Like many students, Roberto Fayad pursued the online graduate certificate in sustainability to launch his professional career and because of his passion for the principles of sustainability.

But unlike many others, he accomplished this while working on his bachelor’s in architecture.

Completing his certificate in 2020 earned him the proud distinction of being the first official alumnus of a program based on examining how current world needs can be met without compromising the resources needed by future populations.

Says Systematic Balance is Key

Roberto says it’s all about considering the interaction of economic, social, and environmental factors to achieve a systematic balance.

“With this certification, I am better equipped for my field,” says Roberto, who is now based in Chicago. “I hope firms that want to progress their architecture/design towards the future can see how sustainability is now a very important consideration.”

The 12-credit graduate certificate offers three focus areas, including environmental, social, and economic sustainability.

He Sees Return of Nature to Cities

“I strive to learn the true balance of nature and how an optimal functioning future could work, in terms of design overall,” says Roberto, who followed the environmental focus area. “I like to think of the bigger picture. I have a new and growing passion for urban design and sustainable cities, and I see the return of nature into the city in creating a new urban scape.”

For his bachelor’s thesis, entitled The Self-Sustaining City, he designed a mixed-use high-rise in the Lincoln Yards development in Chicago, Illinois. The thesis “explored the design of self-sufficient eco-blocks as an approach for cities to reduce the energy and resource footprint with the urban landscape.”

“Future is in Adaptable Designs”

“As our future depends on the existence of this planet, we designers and architects must strive to make our designs more adaptable and caring towards our planet, the people, and its economy,” says Roberto. “I firmly believe that the future of my field is in producing more mixed-use options, especially in an urban environment.”

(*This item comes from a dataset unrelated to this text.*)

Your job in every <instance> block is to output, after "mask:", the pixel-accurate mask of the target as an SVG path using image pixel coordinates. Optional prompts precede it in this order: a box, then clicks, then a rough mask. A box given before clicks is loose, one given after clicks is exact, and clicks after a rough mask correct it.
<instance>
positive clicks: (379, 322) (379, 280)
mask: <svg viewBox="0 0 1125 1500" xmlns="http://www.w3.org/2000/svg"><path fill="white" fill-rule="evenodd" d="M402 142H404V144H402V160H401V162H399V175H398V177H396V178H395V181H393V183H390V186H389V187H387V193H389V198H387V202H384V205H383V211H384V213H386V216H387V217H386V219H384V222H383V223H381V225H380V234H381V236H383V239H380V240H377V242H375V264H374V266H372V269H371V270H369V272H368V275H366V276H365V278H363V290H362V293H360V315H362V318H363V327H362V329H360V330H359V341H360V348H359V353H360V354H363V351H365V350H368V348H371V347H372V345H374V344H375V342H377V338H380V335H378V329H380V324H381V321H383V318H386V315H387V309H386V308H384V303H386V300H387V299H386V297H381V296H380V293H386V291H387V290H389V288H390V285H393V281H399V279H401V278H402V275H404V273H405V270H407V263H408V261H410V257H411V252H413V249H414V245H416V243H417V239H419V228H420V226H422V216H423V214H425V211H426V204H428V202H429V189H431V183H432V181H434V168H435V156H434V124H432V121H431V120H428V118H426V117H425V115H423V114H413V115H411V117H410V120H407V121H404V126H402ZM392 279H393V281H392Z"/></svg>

He believes the program gave him “a greater knowledge and appreciation of how our world works and how there seems to be a balance that we must seek in terms of a sustainable future.”

Roberto particularly appreciated courses in ecological systems, material resources and waste, food systems, and energy resources.

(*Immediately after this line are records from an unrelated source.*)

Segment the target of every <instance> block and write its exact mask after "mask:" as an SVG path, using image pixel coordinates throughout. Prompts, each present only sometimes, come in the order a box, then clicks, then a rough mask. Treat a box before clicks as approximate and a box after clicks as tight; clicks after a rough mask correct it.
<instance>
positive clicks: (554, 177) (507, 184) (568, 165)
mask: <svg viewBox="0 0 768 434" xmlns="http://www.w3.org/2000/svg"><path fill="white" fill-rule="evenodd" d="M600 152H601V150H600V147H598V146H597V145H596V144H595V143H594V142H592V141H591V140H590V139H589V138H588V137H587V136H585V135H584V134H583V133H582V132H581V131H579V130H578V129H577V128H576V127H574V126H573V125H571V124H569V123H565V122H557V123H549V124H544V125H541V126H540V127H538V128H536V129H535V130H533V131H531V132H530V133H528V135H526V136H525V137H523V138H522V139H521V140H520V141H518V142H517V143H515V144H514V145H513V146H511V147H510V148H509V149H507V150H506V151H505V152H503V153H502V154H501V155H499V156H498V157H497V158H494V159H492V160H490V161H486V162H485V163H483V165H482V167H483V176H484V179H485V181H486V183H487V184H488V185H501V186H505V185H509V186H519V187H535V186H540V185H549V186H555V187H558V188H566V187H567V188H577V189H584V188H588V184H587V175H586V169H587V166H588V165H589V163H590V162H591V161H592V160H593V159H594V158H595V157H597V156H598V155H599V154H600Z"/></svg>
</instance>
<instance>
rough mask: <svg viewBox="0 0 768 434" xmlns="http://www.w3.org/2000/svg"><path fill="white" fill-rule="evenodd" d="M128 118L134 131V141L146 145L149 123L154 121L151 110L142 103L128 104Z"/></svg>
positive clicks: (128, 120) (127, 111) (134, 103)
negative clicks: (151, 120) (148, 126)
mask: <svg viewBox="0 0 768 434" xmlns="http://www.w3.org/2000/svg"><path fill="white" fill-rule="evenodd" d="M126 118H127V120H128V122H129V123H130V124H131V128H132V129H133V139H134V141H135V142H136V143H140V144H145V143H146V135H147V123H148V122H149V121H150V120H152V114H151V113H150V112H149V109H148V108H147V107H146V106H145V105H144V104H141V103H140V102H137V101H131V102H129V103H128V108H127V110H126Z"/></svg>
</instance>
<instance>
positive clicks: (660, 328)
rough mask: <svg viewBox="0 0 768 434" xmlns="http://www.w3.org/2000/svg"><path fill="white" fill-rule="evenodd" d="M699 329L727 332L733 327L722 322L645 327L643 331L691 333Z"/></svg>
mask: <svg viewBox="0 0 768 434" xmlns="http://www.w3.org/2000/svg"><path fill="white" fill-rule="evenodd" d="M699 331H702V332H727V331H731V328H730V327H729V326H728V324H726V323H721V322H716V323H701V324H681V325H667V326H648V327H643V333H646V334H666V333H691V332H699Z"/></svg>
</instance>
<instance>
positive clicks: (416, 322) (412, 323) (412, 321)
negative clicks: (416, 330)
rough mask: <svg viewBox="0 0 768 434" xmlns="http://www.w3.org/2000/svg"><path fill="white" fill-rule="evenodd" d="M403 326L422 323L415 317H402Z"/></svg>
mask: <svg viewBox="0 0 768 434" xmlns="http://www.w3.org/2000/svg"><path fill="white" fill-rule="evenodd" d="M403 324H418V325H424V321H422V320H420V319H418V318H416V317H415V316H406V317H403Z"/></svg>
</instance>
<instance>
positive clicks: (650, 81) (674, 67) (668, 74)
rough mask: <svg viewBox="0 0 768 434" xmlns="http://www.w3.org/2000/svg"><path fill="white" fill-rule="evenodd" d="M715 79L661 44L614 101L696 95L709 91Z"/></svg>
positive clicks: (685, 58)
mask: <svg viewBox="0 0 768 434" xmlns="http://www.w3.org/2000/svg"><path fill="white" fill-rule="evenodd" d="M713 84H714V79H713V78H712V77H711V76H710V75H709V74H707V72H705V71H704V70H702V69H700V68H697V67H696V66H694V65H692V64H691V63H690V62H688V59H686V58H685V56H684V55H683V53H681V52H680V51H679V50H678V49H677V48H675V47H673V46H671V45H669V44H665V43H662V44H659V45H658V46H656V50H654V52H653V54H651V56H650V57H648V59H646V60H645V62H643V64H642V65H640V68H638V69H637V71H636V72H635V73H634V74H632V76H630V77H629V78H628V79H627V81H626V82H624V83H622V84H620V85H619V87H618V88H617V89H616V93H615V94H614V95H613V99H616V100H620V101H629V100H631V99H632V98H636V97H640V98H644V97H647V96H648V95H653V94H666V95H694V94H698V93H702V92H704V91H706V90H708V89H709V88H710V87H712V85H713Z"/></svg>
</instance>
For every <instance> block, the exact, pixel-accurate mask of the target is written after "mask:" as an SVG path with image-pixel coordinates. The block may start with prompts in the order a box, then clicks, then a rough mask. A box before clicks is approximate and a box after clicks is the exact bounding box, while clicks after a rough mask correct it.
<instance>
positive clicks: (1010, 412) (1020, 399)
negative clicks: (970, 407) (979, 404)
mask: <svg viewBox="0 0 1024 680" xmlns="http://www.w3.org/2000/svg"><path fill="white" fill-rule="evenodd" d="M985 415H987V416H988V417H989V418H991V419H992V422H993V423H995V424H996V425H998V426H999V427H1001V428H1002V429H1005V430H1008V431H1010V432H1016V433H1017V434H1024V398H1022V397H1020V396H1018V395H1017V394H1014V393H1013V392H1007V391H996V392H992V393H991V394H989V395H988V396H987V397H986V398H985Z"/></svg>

Sustainability Courses Run for Five Weeks

Unlike many courses, graduate certificate courses in sustainability run for five weeks and provide one credit per course.

“Although the classes were only one credit, the work load was close to a normal three-credit elective course one would take on campus,” says Roberto, who finished the certificate in just three semesters.

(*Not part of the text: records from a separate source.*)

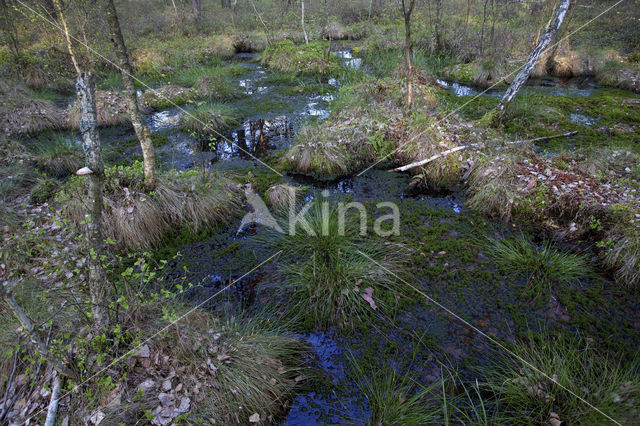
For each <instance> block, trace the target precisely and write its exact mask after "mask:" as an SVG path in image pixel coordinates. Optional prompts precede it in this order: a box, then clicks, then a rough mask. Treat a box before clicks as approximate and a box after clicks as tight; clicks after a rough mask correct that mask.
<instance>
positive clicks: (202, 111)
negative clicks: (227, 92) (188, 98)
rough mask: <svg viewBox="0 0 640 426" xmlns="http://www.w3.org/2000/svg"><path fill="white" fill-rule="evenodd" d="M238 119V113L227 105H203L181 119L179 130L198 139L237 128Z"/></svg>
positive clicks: (184, 115)
mask: <svg viewBox="0 0 640 426" xmlns="http://www.w3.org/2000/svg"><path fill="white" fill-rule="evenodd" d="M239 119H240V116H239V113H238V111H237V110H235V109H234V108H232V107H230V106H228V105H224V104H215V105H213V104H203V105H199V106H196V107H195V108H193V109H191V110H189V111H188V114H185V115H184V116H183V117H182V120H181V128H182V129H183V130H184V131H185V132H189V133H192V134H195V135H197V136H199V137H207V136H211V135H216V134H218V133H219V132H223V131H225V130H229V129H231V128H233V127H234V126H237V125H238V123H239Z"/></svg>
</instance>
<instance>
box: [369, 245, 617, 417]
mask: <svg viewBox="0 0 640 426" xmlns="http://www.w3.org/2000/svg"><path fill="white" fill-rule="evenodd" d="M358 253H360V254H361V255H362V256H364V257H365V258H367V259H368V260H370V261H371V262H373V263H375V264H376V265H378V266H379V267H380V268H382V269H384V270H385V271H387V272H388V273H390V274H391V275H393V276H394V277H396V278H397V279H398V280H400V281H401V282H402V283H403V284H406V285H408V286H409V287H411V288H412V289H413V290H415V291H416V292H417V293H419V294H420V295H422V296H423V297H425V298H426V299H427V300H428V301H430V302H431V303H433V304H434V305H436V306H437V307H439V308H440V309H442V310H443V311H445V312H446V313H448V314H449V315H451V316H452V317H454V318H455V319H457V320H458V321H460V322H462V323H464V324H465V325H467V326H468V327H470V328H471V329H472V330H474V331H476V332H477V333H478V334H480V335H481V336H483V337H485V338H487V339H488V340H489V341H491V343H493V344H494V345H496V346H498V347H499V348H500V349H502V350H503V351H505V352H506V353H508V354H509V355H511V356H513V357H514V358H517V359H518V360H519V361H520V362H522V363H524V364H526V365H527V366H528V367H529V368H531V369H532V370H534V371H536V372H537V373H539V374H542V375H543V376H544V377H546V378H547V379H549V380H551V381H552V382H553V383H554V384H555V385H557V386H558V387H560V388H562V389H563V390H565V391H567V392H569V393H570V394H571V395H573V396H575V397H576V398H578V399H579V400H580V401H582V402H584V403H585V404H587V405H588V406H589V407H591V408H593V409H594V410H596V411H597V412H598V413H600V414H602V415H603V416H604V417H606V418H607V419H609V420H611V421H612V422H614V423H615V424H617V425H620V426H622V424H621V423H620V422H618V421H617V420H615V419H613V418H611V417H610V416H609V415H607V414H605V413H603V412H602V410H600V409H599V408H597V407H595V406H594V405H593V404H591V403H590V402H589V401H587V400H586V399H584V398H582V397H581V396H579V395H577V394H575V393H574V392H572V391H571V390H569V389H567V388H566V387H565V386H563V385H561V384H560V383H558V382H557V380H554V379H553V378H552V377H551V376H549V375H548V374H546V373H545V372H544V371H541V370H540V369H539V368H537V367H536V366H534V365H533V364H531V363H530V362H528V361H526V360H525V359H523V358H522V357H521V356H519V355H517V354H515V353H513V351H511V350H509V349H508V348H507V347H506V346H504V345H503V344H502V343H500V342H499V341H498V340H496V339H495V338H494V337H493V336H491V335H489V334H487V333H485V332H484V331H482V330H480V329H479V328H477V327H476V326H474V325H473V324H471V323H469V322H468V321H466V320H465V319H464V318H462V317H460V316H459V315H457V314H456V313H455V312H453V311H452V310H450V309H449V308H447V307H446V306H444V305H442V304H440V303H439V302H437V301H436V300H434V299H432V298H431V297H429V296H428V295H427V294H426V293H424V292H423V291H421V290H420V289H418V288H416V287H415V286H414V285H413V284H410V283H409V282H407V281H406V280H404V279H402V278H400V277H399V276H398V275H397V274H395V273H394V272H393V271H390V270H389V269H387V268H386V267H384V265H381V264H380V263H378V262H377V261H376V260H374V259H372V258H371V257H370V256H369V255H367V254H366V253H363V252H362V251H360V250H358Z"/></svg>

“These courses have helped open my eyes to precedents in each field, their progression towards reducing waste and becoming more renewable to benefit the natural systems of this planet,” he says.

Roberto admits to being a dreamer.

He Imagines the Impossible

“My imagination always loves to wander, to imagine the ‘impossible.’ I look up to many famous designers/architects across the globe and hope that one day, I can be amongst the list of great designers in this world,” he says.

Not that he’s seeking a lifestyle of power and riches.

“I wouldn’t be where I am today without my faith in God, my mentors, and my family and friends,” he says. “I hope that one day, I can look back and say that a program like this is what started it all and how it has not only made an impact on my own life, but the life of others as well as the planet.”